Aus dieser Sicht vermochte daher der vom Landesgericht für Strafsachen Graz am 12.Juli 1989 gefaßte Beschluß zur GZ 3 a Vr 3.727/85-38 über die Verlängerung der ursprünglichen dreijährigen Probezeit auf fünf Jahre den anläßlich der Widerrufsentscheidung des Geschwornengerichtes beim Landesgericht Eisenstadt vom 27.Juni 1989, GZ 11 Vr 160/89-23, unterlaufenen Gesetzesverstoß nicht zu sanieren. Die Gesetzesverletzung hat sich zum Nachteil des Richard H*** ausgewirkt, weil der Widerruf zu einem Zeitpunkt ausgesprochen wurde, in dem bei richtiger rechtlicher Beurteilung die Entscheidungsvoraussetzung der Anlaßtatbegehung vor Ablauf der Probezeit nicht hergestellt war und demgemäß das Widerrufsbegehren des öffentlichen Anklägers hätte abgelehnt werden müssen.
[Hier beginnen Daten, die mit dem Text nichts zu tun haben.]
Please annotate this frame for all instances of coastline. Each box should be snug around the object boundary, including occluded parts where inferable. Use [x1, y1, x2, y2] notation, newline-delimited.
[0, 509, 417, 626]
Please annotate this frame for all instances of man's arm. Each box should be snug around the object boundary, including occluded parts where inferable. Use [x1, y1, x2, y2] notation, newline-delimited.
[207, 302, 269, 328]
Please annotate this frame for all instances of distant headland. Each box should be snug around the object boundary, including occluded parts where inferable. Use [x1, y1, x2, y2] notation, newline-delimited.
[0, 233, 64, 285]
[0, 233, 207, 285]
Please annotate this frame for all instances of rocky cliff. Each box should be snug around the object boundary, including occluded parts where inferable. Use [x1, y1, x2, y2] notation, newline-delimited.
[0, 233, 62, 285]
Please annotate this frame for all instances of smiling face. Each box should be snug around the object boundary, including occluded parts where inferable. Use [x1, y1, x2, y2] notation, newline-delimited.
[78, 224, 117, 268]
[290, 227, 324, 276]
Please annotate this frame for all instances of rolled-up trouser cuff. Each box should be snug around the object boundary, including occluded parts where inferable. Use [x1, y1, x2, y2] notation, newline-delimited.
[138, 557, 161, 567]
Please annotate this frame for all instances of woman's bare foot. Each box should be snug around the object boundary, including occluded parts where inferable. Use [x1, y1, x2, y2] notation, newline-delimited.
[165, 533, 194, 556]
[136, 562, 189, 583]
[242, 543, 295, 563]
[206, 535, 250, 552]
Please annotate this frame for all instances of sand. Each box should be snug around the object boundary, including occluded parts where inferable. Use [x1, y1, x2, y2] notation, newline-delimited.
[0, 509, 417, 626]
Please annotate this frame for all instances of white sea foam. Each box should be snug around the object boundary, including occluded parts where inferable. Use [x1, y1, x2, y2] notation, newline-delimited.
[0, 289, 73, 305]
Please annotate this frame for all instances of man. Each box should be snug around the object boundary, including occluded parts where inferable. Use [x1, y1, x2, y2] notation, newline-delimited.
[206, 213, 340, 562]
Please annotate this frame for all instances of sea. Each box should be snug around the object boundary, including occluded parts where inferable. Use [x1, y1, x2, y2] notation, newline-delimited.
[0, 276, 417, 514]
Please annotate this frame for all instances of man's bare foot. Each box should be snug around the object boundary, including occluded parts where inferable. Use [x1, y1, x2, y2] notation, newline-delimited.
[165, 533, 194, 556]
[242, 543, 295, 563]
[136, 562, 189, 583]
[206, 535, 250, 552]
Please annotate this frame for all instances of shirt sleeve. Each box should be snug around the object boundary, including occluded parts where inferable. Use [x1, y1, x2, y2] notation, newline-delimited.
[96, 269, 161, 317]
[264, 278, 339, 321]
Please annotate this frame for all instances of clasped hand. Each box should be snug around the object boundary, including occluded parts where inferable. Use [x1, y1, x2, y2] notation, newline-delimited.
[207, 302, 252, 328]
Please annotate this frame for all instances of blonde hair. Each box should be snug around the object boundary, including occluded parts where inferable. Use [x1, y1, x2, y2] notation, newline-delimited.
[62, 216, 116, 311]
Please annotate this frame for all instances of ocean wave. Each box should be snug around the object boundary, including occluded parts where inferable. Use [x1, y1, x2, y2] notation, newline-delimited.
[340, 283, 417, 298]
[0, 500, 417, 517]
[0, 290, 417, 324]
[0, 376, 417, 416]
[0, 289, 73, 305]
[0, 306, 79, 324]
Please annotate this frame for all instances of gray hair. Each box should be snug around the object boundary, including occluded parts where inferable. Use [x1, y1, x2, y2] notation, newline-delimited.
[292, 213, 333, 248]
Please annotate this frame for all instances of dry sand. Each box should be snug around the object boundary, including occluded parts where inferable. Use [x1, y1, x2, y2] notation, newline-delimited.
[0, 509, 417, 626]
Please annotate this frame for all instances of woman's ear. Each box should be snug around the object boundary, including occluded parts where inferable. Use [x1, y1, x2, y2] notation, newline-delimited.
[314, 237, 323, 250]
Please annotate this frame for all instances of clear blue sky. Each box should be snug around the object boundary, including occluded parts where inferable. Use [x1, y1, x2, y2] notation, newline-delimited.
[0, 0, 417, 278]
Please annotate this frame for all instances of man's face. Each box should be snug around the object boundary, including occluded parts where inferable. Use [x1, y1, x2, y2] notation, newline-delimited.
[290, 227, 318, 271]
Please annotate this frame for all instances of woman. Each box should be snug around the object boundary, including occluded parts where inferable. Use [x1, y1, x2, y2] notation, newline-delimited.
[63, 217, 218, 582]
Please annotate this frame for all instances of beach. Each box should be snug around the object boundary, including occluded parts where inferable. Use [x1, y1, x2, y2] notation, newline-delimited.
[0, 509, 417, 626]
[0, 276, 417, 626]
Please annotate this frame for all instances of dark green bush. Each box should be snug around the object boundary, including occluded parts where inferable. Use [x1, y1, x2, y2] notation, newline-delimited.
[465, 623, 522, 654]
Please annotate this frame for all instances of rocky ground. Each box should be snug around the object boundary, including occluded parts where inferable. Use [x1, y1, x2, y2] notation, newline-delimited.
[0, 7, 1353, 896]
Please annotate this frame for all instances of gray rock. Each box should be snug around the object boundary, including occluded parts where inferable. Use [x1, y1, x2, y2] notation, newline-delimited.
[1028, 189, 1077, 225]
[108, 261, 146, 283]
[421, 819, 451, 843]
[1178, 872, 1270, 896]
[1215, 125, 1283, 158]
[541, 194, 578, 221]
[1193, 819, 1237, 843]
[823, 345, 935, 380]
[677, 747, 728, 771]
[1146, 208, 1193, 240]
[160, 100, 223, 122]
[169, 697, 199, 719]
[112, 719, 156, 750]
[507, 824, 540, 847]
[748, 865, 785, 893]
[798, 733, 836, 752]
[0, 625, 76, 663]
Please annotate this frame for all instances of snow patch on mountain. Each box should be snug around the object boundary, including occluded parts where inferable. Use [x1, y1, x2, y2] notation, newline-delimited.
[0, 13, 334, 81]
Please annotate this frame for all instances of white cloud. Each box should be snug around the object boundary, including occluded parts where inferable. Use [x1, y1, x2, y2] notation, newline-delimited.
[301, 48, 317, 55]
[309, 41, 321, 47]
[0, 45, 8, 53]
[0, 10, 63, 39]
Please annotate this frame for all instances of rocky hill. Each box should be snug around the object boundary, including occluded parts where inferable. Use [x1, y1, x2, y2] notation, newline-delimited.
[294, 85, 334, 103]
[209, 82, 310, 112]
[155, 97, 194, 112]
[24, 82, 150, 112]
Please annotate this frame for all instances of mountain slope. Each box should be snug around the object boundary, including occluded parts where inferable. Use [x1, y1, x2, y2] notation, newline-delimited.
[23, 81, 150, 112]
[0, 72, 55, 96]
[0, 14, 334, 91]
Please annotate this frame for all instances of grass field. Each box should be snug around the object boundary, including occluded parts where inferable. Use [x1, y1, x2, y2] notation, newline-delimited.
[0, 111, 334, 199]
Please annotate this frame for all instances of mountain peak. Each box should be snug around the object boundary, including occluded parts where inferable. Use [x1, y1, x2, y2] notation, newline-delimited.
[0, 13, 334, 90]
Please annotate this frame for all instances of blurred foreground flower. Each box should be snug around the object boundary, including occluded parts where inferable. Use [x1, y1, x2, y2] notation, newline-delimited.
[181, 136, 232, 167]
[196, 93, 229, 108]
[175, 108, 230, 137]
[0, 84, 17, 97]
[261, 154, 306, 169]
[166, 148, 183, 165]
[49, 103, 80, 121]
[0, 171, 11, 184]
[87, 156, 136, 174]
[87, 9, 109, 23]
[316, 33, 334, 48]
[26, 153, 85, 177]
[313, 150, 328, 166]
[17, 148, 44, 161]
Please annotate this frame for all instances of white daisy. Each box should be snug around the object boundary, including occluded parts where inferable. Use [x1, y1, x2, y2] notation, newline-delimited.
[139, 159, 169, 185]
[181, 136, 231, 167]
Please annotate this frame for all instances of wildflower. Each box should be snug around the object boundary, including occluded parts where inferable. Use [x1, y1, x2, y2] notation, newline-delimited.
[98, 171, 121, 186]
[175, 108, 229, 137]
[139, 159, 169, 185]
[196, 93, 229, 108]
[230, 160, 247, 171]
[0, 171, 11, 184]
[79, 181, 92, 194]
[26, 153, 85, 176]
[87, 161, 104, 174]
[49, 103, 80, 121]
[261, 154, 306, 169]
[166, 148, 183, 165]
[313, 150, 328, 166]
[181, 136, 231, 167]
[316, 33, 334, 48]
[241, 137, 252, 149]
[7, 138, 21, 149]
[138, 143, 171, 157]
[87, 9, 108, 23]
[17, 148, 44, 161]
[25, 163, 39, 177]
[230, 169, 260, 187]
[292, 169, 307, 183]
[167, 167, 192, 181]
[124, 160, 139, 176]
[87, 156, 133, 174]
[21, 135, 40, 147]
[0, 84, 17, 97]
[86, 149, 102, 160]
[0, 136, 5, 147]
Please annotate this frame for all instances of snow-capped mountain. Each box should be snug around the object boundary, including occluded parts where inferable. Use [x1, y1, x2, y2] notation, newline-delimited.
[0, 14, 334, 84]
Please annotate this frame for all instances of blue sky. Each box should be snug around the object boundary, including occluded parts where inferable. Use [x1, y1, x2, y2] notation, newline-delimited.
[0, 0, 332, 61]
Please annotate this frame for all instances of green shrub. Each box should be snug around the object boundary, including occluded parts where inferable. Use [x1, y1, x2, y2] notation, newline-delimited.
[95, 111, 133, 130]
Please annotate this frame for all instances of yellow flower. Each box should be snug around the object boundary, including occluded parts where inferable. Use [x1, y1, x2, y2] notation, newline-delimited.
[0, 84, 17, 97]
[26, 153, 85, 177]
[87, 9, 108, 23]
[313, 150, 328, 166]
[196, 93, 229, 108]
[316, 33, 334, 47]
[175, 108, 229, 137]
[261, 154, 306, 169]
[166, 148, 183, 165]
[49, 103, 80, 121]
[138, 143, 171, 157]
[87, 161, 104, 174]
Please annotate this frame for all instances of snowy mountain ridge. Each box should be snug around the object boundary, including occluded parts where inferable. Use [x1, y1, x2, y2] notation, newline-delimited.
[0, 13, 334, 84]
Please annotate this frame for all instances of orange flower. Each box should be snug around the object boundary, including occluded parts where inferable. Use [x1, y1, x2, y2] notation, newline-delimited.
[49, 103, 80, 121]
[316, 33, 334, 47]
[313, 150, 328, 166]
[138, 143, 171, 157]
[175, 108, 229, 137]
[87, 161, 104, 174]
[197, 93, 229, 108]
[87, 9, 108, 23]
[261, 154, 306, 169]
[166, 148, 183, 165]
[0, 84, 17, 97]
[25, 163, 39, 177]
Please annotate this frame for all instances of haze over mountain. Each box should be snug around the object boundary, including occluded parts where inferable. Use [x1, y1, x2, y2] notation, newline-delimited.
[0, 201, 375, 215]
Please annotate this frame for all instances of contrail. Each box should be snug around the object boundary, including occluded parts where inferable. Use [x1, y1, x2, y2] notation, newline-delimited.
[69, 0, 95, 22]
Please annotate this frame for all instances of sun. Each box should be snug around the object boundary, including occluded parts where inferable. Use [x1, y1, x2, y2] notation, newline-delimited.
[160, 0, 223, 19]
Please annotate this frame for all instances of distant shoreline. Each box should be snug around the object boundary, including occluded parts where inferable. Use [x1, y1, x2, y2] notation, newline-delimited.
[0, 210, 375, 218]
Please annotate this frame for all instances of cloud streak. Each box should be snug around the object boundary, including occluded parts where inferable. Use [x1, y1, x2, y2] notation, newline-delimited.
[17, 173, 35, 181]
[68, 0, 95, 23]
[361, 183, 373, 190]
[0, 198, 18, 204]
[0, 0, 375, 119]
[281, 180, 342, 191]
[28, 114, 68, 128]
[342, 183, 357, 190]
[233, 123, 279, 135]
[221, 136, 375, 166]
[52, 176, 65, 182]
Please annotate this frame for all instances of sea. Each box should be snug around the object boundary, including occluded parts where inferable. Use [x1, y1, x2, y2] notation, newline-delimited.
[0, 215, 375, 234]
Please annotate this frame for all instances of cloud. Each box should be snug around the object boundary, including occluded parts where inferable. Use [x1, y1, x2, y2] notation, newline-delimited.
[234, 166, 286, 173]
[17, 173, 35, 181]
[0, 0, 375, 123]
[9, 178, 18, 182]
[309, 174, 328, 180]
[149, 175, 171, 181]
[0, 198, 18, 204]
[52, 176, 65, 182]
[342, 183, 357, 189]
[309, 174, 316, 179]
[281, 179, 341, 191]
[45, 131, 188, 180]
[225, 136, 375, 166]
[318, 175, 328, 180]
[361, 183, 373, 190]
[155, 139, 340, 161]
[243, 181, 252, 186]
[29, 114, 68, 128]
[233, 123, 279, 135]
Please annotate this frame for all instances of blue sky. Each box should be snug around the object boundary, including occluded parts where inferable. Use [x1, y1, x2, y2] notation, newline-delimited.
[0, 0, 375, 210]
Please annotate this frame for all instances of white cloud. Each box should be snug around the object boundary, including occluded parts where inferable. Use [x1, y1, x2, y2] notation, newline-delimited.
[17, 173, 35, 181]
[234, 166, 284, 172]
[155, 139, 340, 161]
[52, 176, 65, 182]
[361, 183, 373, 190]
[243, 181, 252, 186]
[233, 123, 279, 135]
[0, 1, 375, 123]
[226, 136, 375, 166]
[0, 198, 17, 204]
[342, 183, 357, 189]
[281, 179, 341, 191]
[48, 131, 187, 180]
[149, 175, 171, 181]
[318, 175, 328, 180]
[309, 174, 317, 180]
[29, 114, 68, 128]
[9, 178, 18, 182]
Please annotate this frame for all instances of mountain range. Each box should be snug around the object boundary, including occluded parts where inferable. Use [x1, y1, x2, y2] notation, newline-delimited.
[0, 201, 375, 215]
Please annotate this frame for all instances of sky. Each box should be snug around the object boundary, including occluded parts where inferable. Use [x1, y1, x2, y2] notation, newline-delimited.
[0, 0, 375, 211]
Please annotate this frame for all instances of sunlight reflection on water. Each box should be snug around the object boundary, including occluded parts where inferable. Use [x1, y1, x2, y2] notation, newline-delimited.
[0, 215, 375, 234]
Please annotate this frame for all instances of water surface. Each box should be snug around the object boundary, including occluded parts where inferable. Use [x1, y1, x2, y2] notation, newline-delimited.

Der von der Generalprokuratur gemäß dem § 33 Abs. 2 StPO erhobenen Nichtigkeitsbeschwerde zur Wahrung des Gesetzes war daher stattzugeben und gemäß dem § 292 StPO wie im Spruch zu erkennen. Eine neuerliche Entscheidung über den Widerruf der zum AZ 3 a Vr 3.727/85 des Landesgerichtes für Strafsachen Graz gewährten bedingten Strafnachsicht nach der mit dem Beschluß des genannten Gerichtshofes vom 12.Juli 1989 verfügten Verlängerung der Probezeit kommt entgegen der Auffassung der Beschwerde nicht mehr in Betracht, weil eine Rückwirkung der Probezeitverlängerung in dem Sinn, daß eine Delinquenz nach Ablauf der usprünglich festgesetzten Probezeit und vor Beschlußfassung über die Probezeitverlängerung nachträglich - zum Nachteil des Angeklagten - als eine während einer Probezeit begangene strafbare Handlung anzusehen wäre, dem Gesetz nicht zu entnehmen ist.